Data as raw material
For Semiotic Labs, it was important to maintain control of the sensor development.
‘With condition monitoring, you supply reliability. Peace of mind. Our strength is in Artificial Intelligence (AI). If we have good data, we can use AI to create valuable information from it. This allows us to predict motor failure and even determine the cause of the failure. This is why we wanted to develop our own sensor system. In this way, we maintain control over our own raw material – data – and we can guarantee the quality of the service and provide more reliability and peace of mind. After all, we are the creators of the raw material and the developers of the analyses. So it is essential that the signal of the sensors is of a high quality,’ says Jagers. ‘Anyone can measure electric current and voltage, but can you also do it with a very high frequency and purity? And with good manufacturability and realistic costs? For these reasons, we looked for a technology partner with in-depth knowledge of current analysis, one which could produce the required electronics quality and who could support us in areas where we had no knowledge, such as product life cycle management.’
Interesting first meeting
After some detours, Semiotic Labs came in contact with Technolution. ‘The first meeting was “interesting”,’ relates Simon Jagers with a grin. ‘I was talking with the CEO, Jan van der Wel. He questioned me rather critically. If you touch my baby, I can respond quite sharply, although Jan was just asking good questions. But, okay, people learn by doing. There was a click between us. When the specialists of Technolution finally came in, they had distinct ideas about the technology we were proposing. We were flabbergasted. They really knew what they were talking about. We felt that we could develop reliable electronics with Technolution. And that is what happened. Technolution provides us the peace of mind which we provide our customers.’

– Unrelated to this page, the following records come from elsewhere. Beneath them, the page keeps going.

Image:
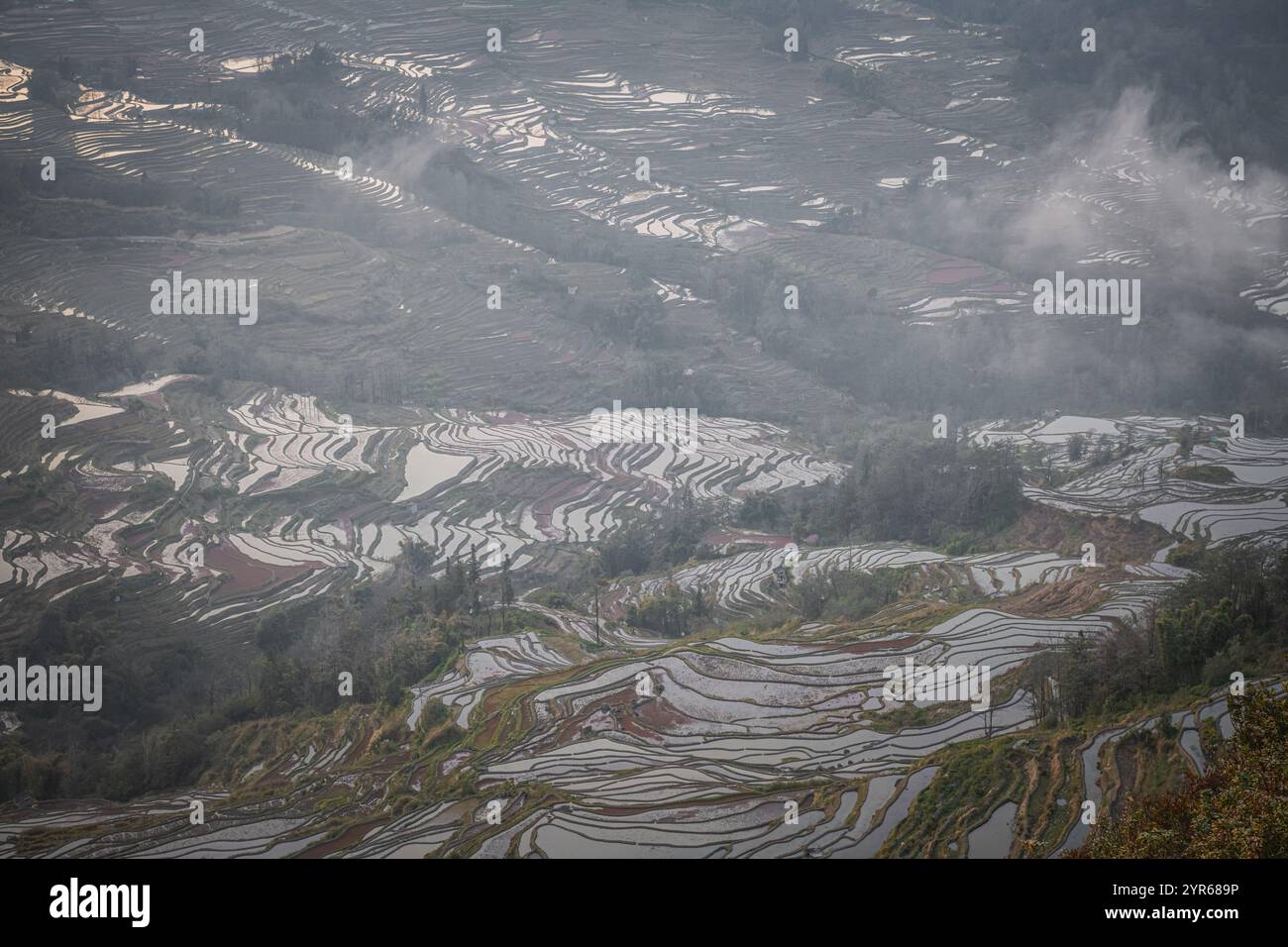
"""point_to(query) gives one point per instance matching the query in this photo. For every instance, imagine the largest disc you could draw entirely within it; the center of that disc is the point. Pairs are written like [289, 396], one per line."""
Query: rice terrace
[643, 429]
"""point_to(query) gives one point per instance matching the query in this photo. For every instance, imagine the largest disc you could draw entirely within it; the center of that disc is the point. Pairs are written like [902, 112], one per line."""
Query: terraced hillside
[472, 227]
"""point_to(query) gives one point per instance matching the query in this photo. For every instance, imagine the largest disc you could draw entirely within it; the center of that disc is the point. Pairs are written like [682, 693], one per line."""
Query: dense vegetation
[1232, 616]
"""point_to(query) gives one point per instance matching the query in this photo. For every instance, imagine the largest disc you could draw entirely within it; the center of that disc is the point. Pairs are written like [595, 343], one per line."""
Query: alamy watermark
[673, 425]
[1077, 296]
[77, 684]
[913, 682]
[179, 296]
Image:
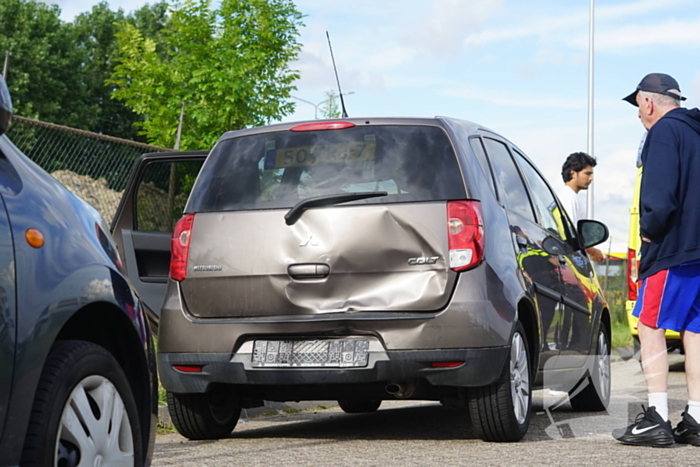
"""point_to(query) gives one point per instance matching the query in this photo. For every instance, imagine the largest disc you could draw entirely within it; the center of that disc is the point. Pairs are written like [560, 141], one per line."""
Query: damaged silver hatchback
[365, 260]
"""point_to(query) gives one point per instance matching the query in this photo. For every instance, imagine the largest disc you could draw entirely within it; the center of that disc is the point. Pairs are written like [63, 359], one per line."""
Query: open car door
[152, 203]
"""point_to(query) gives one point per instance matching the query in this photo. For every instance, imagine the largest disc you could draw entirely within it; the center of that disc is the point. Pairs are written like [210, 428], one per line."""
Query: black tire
[68, 365]
[359, 406]
[592, 394]
[492, 407]
[211, 415]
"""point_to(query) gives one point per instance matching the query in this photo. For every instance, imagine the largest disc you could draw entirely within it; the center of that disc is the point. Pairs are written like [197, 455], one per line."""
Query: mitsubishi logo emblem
[309, 241]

Despite – or maybe precisely thanks to – the turbulent start, the collaboration between Semiotic Labs and Technolution produced quick results. The system, SAM4 (see box), is running successfully at various large customers such as Vopak, Heineken and Tata Steel.

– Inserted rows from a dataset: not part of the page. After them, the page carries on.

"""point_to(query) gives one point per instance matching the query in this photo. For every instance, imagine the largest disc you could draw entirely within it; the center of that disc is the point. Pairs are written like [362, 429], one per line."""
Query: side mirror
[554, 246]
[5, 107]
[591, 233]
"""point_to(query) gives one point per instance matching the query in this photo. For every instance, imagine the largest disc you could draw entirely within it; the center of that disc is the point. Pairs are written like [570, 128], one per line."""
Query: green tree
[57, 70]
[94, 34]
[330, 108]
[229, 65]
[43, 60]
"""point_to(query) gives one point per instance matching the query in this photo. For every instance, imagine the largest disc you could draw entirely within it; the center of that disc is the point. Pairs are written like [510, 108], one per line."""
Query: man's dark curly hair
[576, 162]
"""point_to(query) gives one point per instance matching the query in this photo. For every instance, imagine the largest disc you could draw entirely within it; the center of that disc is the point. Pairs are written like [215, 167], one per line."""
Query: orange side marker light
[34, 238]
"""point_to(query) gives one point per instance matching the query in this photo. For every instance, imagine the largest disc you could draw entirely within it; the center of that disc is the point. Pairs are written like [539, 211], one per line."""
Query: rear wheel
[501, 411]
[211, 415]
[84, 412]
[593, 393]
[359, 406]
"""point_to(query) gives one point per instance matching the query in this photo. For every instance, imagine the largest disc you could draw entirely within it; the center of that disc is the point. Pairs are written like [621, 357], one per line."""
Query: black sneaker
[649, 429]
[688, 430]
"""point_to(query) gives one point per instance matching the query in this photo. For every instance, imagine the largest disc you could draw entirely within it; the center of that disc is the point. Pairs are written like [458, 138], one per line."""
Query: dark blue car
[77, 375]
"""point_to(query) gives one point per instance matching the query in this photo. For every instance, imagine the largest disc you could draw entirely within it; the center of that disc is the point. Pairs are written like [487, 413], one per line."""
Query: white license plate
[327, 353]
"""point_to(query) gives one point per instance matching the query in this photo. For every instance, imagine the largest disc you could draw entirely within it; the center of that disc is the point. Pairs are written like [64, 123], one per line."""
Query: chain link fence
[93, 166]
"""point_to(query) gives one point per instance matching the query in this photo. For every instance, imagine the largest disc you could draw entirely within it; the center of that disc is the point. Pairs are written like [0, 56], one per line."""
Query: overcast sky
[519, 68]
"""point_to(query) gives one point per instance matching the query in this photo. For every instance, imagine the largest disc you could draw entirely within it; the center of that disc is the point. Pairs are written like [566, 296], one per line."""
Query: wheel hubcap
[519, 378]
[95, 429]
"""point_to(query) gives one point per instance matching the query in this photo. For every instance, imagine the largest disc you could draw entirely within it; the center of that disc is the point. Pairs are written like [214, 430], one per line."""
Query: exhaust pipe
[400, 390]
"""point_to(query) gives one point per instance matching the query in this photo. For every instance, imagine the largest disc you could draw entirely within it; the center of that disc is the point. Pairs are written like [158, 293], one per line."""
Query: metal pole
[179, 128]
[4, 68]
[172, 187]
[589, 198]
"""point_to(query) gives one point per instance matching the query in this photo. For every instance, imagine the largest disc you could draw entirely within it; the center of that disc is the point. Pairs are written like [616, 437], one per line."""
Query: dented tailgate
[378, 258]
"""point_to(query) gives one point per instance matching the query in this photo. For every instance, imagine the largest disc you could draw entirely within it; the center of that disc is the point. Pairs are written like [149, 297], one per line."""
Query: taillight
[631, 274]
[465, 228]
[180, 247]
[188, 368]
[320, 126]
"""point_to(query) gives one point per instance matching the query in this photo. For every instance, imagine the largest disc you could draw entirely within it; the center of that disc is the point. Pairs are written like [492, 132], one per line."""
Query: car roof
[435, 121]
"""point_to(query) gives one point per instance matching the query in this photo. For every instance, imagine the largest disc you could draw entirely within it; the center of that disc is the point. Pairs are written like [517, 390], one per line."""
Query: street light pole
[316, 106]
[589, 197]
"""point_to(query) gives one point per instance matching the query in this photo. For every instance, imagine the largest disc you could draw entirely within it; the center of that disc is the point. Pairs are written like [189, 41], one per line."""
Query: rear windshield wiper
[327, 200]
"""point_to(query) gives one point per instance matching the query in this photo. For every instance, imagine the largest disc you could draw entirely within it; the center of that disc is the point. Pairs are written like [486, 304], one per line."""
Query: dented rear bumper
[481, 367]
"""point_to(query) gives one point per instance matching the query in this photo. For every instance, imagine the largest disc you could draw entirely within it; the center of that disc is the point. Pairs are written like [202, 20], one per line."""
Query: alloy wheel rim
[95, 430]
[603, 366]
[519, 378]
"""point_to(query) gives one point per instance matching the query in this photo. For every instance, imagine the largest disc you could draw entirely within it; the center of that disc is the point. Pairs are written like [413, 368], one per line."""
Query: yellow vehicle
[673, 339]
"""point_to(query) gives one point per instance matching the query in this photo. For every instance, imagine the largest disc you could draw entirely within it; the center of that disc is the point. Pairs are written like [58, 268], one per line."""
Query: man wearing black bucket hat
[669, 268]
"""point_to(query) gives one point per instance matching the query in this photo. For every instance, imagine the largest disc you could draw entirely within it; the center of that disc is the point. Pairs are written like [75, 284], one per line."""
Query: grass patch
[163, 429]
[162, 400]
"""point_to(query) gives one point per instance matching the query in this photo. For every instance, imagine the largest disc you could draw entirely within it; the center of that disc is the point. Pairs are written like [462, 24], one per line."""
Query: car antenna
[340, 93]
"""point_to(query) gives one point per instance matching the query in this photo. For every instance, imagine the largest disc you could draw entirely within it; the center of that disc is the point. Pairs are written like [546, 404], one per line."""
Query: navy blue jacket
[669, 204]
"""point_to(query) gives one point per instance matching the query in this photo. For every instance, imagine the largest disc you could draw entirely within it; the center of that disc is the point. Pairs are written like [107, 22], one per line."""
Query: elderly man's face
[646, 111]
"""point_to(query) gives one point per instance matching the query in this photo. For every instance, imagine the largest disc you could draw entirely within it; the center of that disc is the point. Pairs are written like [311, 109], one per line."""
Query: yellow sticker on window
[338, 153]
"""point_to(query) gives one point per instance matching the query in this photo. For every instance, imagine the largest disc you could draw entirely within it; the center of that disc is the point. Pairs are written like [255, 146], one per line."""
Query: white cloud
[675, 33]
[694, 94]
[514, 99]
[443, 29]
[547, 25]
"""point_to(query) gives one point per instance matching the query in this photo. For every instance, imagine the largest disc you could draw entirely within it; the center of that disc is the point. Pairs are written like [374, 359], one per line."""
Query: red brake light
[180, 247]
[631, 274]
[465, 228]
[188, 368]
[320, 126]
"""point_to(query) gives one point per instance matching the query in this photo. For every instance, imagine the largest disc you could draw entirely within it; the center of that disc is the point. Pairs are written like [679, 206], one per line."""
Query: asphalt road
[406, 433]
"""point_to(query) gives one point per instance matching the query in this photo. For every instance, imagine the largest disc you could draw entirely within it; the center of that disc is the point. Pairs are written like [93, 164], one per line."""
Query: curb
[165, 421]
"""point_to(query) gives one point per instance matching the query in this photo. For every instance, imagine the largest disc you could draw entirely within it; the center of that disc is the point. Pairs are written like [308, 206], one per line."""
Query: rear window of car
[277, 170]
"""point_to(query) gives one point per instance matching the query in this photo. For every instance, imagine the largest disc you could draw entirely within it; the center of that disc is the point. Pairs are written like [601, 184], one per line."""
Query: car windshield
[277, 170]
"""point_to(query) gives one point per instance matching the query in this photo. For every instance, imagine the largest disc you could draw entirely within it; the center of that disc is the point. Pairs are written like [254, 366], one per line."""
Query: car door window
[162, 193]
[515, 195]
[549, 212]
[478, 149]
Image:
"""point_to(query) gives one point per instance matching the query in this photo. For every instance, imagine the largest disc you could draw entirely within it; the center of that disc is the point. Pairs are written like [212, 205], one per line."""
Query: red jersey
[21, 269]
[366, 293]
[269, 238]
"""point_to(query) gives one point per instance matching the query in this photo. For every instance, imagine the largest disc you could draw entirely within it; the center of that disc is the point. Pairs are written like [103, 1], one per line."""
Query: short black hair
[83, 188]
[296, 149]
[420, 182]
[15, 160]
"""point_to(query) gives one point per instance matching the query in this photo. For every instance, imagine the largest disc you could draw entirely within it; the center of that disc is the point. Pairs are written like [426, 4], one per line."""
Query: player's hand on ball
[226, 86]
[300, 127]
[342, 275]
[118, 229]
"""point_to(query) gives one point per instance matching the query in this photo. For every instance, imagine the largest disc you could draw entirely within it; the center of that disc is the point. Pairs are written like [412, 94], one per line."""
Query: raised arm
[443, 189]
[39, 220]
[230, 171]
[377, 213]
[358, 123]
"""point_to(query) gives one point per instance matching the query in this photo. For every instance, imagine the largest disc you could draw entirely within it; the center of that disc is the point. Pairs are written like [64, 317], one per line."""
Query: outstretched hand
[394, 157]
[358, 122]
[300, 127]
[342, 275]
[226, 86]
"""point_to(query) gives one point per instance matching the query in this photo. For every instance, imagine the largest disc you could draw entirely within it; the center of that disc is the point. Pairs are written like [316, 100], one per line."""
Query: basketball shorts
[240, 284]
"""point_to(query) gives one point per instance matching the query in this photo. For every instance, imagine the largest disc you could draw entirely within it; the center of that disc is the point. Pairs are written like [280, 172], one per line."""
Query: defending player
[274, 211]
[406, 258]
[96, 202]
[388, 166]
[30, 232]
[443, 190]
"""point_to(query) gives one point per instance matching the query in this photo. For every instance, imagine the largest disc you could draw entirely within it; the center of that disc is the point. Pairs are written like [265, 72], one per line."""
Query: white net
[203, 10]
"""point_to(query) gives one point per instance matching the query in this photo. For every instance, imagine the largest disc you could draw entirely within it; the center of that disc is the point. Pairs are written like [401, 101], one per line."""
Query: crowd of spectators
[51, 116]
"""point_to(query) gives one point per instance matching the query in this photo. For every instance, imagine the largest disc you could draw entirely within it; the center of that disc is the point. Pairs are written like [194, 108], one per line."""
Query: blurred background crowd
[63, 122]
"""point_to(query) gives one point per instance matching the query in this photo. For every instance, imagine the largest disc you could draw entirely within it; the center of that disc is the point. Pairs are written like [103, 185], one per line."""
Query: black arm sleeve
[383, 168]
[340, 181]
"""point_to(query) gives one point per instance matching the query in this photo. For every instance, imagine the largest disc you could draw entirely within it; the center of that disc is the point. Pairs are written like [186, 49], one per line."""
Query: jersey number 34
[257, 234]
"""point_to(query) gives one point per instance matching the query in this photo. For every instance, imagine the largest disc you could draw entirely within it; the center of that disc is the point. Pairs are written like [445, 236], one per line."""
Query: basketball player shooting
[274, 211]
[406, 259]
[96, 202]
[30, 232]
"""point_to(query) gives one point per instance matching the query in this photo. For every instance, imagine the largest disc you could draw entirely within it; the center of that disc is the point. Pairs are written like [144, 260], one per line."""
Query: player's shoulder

‘Our algorithms are continuously learning. We can now identify causes of faults which have not yet occurred. Eventually, we want to sell uptime: Asset Management as a Service. To do that, your system must be very reliable. You could even look at a Pay-per-Use model, where the customer doesn’t pay for the machine but per item which the machine produces.’
Simon Jagers sees plenty of opportunities. Semiotic Labs is collaborating with Technolution on the further development. Cheaper sensors, larger volumes and a broader market share are the key objectives.